1Les progrès des sciences et des techniques trouvent dans la médecine une pleine expression : la pratique médicale gagne en efficacité et la recherche biomédicale en puissance d’intervention. En moins de vingt ans, la médecine et la biologie ont été bouleversées par des vagues d’innovation sans précédent. Accompagnant cette évolution, le niveau de responsabilité des acteurs s’accroît et une réflexion éthique de plus en plus globale s’impose. D’autant que parallèlement à la révolution scientifique et technique dont elle bénéficie, la médecine voit son champ s’élargir : de la fécondation aux âges extrêmes de la vie, de la restauration de la santé à sa préservation, de l’individu ici et maintenant à l’espèce humaine aujourd’hui et demain.

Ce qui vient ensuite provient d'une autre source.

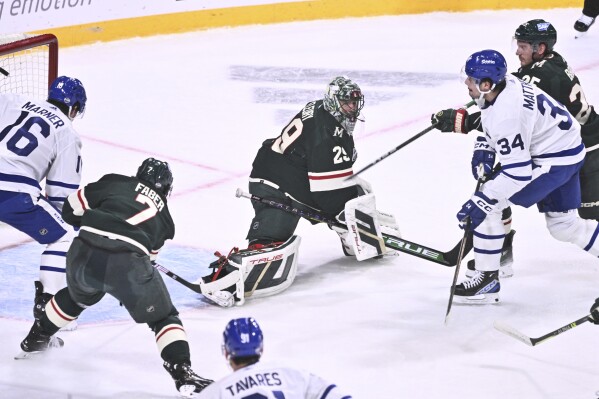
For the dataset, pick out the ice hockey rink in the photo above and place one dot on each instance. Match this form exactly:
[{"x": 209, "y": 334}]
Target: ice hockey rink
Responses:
[{"x": 204, "y": 102}]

2Des tensions entre des devoirs contradictoires ou semblant l’être surgissent, les autonomies s’affrontent, les espaces de liberté se contraignent. Les situations sont inédites, les solutions partielles et les questions restent ouvertes appelant cependant des choix qui nous confrontent sans cesse à une question fondamentale : quelle attitude, quel comportement adopter pour rester fidèle à notre conception de la dignité humaine ? Un effort d’argumentation sans cesse renouvelé s’impose pour trouver des solutions provisoires à des conflits de valeurs en constante émergence et « chercher en soi-même des raisons de justifier un point de vue qui vaille aussi pour autrui ».
3Les repères et les critères permettant de fixer des limites aux demandes individuelles et collectives émanant tant des scientifiques, des praticiens, des médecins que des patients ou de leur famille, doivent être en permanence réinventés.
4Confronté à la nécessité de ne pas ralentir des progrès scientifiques susceptibles de faire reculer la maladie et le handicap mais aussi de garantir le respect de la personne humaine, le législateur a dans les lois de bioéthique de 1994 posé quelques grands principes et prévu de les réexaminer régulièrement pour prendre en compte les évolutions des sciences et des techniques. Au moment où va se poursuivre l’examen parlementaire des lois de bioéthiques en vue d’une révision qui a déjà pris trop de retard, ce numéro de la Revue française des Affaires sociales en abordant les questions du don d’organe, de la médecine prédictive, de la naissance et de la fin de vie, du handicap, de la brevetabilité du vivant et de la recherche, prend un relief tout particulier et répond au besoin de confrontation des points de vue qui nourrit la réflexion éthique.